Emirates Literature Foundation Blog (ELF)

Book Review: Rocky Your Ugly By Waleed Shah

By: Rupkatha Bhowmick

Hear from one of our passionate readers!

Rock Your Ugly by UAE-based photographer Waleed Shah chronicles human vulnerabilities arising from body imperfections and insecurities and turns them into empowering narratives. The beauty of this book lies in the collection of over 50 real-life experiences depicted through thought-provoking black and white photos, highlighting how body image and mental health are interconnected. 

Living in a world where body-shaming is a real challenge due to certain set, often toxic, standards of body image, Rock Your Ugly is a refreshing breakthrough. The book offers an unfiltered look into the lives of real people and their bitter experiences, often at the hands of family and friends, causing a negative body image. One of the narrators Hamdan Al Abri sums it up nicely, “Sometimes we place a huge burden on ourselves to look a certain way.” 
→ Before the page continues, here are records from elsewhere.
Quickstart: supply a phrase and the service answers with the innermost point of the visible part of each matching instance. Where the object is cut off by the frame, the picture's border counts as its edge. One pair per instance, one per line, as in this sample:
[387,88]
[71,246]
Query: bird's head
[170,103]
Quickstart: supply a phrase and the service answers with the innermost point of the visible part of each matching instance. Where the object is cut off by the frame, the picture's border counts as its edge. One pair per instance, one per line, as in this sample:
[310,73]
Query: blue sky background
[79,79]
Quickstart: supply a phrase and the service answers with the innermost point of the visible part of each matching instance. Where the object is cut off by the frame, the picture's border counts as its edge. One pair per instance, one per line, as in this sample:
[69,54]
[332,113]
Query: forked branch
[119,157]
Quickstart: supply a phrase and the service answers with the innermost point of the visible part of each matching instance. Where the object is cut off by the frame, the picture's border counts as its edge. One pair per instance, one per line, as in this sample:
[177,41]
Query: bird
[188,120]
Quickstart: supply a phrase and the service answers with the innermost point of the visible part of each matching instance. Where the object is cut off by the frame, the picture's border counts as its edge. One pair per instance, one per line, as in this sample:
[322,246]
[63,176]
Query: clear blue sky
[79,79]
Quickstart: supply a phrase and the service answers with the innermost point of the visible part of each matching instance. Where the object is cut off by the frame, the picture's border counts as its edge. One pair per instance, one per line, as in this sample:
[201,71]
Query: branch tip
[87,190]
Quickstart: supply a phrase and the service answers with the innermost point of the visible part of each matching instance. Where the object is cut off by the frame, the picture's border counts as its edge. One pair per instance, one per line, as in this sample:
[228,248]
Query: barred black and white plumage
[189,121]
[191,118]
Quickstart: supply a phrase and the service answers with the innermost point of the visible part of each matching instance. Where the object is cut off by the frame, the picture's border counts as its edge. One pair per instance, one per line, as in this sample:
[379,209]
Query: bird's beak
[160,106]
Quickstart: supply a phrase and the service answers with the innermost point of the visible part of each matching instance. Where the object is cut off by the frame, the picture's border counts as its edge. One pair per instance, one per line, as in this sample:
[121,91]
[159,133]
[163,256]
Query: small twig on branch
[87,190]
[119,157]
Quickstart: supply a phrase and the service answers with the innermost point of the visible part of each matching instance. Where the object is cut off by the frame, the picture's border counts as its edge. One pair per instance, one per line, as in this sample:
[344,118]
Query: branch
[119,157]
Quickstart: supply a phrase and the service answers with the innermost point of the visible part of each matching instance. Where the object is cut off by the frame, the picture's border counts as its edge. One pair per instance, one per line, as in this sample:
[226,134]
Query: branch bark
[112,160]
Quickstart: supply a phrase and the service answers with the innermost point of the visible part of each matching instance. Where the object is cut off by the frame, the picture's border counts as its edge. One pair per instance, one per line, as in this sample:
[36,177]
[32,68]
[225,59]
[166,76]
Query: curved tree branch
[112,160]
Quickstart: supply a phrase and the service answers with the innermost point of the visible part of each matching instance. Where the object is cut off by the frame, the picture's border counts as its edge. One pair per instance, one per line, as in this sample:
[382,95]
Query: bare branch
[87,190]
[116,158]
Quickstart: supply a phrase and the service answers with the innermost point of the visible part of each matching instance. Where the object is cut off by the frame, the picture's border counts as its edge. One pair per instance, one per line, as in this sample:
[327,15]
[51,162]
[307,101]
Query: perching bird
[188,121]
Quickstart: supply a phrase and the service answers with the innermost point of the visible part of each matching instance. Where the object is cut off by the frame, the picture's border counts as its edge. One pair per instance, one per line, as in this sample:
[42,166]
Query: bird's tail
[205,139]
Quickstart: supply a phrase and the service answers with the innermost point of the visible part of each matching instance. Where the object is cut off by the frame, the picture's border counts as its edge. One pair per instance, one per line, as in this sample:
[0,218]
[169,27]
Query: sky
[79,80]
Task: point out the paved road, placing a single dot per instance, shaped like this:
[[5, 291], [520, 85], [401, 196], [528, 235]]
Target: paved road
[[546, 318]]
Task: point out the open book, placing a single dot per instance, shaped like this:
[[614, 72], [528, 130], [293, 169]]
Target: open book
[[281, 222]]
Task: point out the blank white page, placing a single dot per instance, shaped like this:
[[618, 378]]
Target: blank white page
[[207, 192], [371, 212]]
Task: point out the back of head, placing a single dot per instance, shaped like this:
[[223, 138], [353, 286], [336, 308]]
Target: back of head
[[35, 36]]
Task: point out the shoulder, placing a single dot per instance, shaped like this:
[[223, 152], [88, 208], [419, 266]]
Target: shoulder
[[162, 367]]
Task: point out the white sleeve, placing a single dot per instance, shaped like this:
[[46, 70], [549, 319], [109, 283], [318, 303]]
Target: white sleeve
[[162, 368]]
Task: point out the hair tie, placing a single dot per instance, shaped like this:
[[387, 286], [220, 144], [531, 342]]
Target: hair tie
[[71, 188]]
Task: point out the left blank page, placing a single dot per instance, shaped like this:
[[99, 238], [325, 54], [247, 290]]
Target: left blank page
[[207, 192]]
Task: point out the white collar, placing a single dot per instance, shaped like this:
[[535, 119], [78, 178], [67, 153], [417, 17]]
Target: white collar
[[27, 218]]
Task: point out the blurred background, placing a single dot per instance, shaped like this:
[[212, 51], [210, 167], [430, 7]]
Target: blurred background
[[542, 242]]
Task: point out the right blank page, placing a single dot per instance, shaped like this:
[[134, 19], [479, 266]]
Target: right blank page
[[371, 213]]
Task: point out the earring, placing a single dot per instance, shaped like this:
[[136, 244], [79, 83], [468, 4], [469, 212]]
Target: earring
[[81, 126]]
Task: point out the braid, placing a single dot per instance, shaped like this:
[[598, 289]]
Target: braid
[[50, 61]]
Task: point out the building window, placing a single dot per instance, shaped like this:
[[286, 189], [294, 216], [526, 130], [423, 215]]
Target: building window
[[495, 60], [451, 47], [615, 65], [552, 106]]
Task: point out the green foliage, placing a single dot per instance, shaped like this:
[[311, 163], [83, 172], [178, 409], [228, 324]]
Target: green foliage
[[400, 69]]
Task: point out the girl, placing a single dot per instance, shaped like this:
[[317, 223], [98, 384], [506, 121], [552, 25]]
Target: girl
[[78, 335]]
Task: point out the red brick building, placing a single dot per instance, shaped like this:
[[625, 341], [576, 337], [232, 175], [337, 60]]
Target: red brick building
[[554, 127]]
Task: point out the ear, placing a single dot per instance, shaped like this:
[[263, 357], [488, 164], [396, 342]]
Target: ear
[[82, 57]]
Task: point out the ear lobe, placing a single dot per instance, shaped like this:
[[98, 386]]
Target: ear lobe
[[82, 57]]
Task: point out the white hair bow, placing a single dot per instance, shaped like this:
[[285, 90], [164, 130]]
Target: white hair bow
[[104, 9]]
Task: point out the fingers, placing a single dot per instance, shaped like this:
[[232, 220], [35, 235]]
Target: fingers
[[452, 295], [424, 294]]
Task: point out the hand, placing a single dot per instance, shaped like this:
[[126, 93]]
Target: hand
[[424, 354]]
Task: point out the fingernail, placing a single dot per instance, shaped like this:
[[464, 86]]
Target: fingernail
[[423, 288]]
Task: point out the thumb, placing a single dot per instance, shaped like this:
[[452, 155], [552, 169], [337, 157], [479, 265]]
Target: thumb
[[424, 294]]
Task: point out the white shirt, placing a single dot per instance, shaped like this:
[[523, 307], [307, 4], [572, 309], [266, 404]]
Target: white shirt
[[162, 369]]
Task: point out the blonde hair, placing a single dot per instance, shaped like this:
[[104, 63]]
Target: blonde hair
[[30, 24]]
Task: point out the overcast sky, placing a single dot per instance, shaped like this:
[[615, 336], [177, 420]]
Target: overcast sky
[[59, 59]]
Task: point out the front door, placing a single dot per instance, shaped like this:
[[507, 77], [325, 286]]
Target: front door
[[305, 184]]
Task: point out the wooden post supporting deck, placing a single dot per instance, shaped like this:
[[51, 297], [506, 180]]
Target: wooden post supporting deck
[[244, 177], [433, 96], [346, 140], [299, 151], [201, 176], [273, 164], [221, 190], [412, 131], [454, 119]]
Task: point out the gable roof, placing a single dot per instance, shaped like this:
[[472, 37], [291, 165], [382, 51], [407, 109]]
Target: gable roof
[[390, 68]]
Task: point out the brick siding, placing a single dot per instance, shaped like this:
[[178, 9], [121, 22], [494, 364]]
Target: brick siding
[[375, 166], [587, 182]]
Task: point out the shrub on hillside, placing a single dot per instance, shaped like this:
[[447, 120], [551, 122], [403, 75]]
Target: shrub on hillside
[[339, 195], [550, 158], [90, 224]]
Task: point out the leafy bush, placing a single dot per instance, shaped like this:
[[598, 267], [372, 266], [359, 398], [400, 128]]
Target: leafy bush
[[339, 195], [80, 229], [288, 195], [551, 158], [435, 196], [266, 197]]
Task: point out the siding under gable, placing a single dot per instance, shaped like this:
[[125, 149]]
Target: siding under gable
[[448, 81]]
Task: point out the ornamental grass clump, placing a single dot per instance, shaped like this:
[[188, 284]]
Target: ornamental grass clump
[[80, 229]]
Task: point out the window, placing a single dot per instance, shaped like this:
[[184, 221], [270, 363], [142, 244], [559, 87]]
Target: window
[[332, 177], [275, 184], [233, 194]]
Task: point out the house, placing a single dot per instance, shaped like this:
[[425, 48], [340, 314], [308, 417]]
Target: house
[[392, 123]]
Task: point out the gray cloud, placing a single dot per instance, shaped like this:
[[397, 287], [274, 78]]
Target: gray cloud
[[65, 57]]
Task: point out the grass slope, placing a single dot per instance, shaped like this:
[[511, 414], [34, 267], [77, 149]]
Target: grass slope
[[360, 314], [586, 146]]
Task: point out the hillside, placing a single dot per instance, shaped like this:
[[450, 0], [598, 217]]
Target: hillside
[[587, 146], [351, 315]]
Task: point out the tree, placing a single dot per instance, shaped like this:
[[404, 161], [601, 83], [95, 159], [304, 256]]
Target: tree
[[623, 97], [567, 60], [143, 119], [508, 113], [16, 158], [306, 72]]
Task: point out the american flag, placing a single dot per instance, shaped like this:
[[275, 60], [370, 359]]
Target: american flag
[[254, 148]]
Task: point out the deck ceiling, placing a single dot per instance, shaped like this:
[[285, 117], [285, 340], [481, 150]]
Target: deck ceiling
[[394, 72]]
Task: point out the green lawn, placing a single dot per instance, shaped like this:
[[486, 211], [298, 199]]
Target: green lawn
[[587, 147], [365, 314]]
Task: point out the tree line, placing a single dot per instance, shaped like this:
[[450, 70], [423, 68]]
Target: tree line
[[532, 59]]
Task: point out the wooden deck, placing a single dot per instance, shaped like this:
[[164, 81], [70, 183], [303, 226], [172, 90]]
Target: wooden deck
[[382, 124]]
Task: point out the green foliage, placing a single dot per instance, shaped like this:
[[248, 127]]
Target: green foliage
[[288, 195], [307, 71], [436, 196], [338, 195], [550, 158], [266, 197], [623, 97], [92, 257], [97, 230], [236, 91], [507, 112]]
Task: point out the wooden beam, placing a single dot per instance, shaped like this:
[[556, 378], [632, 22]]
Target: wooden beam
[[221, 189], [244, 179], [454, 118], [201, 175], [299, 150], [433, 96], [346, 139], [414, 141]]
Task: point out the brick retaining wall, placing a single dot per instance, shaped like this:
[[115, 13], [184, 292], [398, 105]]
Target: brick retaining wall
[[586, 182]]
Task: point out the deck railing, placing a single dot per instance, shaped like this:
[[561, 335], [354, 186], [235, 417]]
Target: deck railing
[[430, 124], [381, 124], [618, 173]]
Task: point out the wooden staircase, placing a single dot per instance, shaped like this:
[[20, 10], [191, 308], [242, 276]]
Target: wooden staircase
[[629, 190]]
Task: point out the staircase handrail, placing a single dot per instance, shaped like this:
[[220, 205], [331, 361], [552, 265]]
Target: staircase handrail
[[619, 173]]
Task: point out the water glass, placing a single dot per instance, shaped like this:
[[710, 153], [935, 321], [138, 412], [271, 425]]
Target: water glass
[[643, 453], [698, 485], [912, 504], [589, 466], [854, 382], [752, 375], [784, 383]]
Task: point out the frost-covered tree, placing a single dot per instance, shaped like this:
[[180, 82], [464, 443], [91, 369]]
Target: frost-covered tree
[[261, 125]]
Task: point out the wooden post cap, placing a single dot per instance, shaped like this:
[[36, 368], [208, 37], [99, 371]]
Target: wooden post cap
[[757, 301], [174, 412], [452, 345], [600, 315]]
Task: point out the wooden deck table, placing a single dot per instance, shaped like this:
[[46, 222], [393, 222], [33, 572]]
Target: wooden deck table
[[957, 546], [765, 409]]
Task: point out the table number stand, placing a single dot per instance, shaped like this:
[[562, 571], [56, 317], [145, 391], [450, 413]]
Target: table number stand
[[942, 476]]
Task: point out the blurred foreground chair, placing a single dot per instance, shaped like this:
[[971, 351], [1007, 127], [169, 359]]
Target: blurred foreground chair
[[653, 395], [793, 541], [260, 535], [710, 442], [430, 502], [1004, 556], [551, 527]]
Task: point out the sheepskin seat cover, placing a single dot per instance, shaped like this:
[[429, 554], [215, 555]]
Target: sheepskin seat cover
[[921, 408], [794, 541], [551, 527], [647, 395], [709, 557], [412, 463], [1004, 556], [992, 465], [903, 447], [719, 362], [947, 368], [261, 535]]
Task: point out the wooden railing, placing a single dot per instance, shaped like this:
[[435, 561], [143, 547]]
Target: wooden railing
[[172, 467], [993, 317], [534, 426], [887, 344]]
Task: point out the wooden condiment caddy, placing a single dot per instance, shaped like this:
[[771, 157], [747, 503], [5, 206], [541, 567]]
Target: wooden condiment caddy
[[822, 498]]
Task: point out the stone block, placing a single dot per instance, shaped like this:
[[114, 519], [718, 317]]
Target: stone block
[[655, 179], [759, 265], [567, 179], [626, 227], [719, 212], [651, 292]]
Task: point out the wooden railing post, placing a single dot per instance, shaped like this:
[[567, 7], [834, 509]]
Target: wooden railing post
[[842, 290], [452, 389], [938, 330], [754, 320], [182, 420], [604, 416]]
Body positivity is hard to achieve if deep-rooted baggage remains unaddressed. The accounts of shared pain and struggles associated with body image, thus, unsurprisingly, offer a healing touch, stressing how such conversations can be normalised through acceptance, awareness and empathy. 

Diving into the narratives, Rock Your Ugly includes painful yet empowering accounts of physical, child and drug abuse, self-harm, obesity, eating disorders, anxiety and depression, battling cancer and skin conditions such as vitiligo, psoriasis, alopecia that are considered contagious and mocked upon. Through mindful curation of real-life experiences, the book shows how after years of pain when a person embraces body imperfections it is immensely liberating. “I have the world map on my back,” proclaims Yasmin Mebar suffering from a skin condition called tinea versicolor, a fungal infection that results in discoloured patches. 

Instead of driving awareness about health conditions like polycystic ovary syndrome and insulin resistance in women, society brands them as fat and lazy. Fairness is still held as a barometer of beauty! Such toxic body standards often drive people to bleach their skin, opt for rhinoplasty, liposuction and laser hair removal procedure yet not be happy at the end. The book rightly argues if such procedures ever teach us to embrace our real body insecurities.

At the same time, Rock Your Ugly celebrates each narrative by smashing toxic beauty standards. The author himself who was athletic until a crippling back injury is seen holding his bulging belly. It is a strikingly powerful image bound to resonate in a world where body insecurities are often hidden behind edited photos using Instagram filters. 

Rock Your Ugly helps to heal from deep scars as its narrators are seen in their most powerful yet vulnerable forms – with shaved heads, burn marks, scars left from surgeries and even self-harm. 
In one such immensely powerful and touching account, cancer survivor Luz Salem Villamil said, “After I finished chemo, it was difficult for me to feel confident going out. On my thirty-second birthday, I was wearing a scarf (I always wore a wig or a scarf) and it was hot, so my best friend removed it for me during the party. I felt so free. I thought, I’m done and then I never wore a scarf or wig again. I was bald, like pretty bald, like razor-shaved-my-head kind of bald. People used to be like, what …. is wrong with her? And in my head I’m just thinking, you don’t even know!”
Importantly, Rock Your Ugly shines the spotlight on mental health, driving home a powerful message that anxiety and depression are ‘real’ illnesses, just like kidney failure, diabetes or cancer and can cause havoc if not addressed. Otherwise, why would perfectly beautiful people suffer from bulimia? The book also questions why there should be shame in shedding tears if we are in pain, as narrator Nawal El Masri says, “I would love people to understand, to stop being ashamed of tears.”
The book also highlights how women, especially, are expected to abide by certain societally accepted norms. In this context, Srijita’s account is extremely empowering yet heartbreaking – as a child who had developed early, she was physically abused by a perfect stranger and the pattern continued as she grew up through pain inflicted by closest friends. “To this day, I am held accountable for these actions. I am told by women and men that I should have known better that I was basically asking for it.”
As a reader, some of these narratives resonated deeply – as I too have hidden the growth in my left underarm by never wearing sleeveless clothes, which has now become a habit. But then I found comfort in Shah’s words, “We all have things we don’t like about ourselves…why hide them, when we can rock them?”
A must read, Rock Your Ugly not only upholds body positivity but delves into deeper issues of toxic relationships, physical abuse and health conditions that often cause people to be unhappy about their bodies.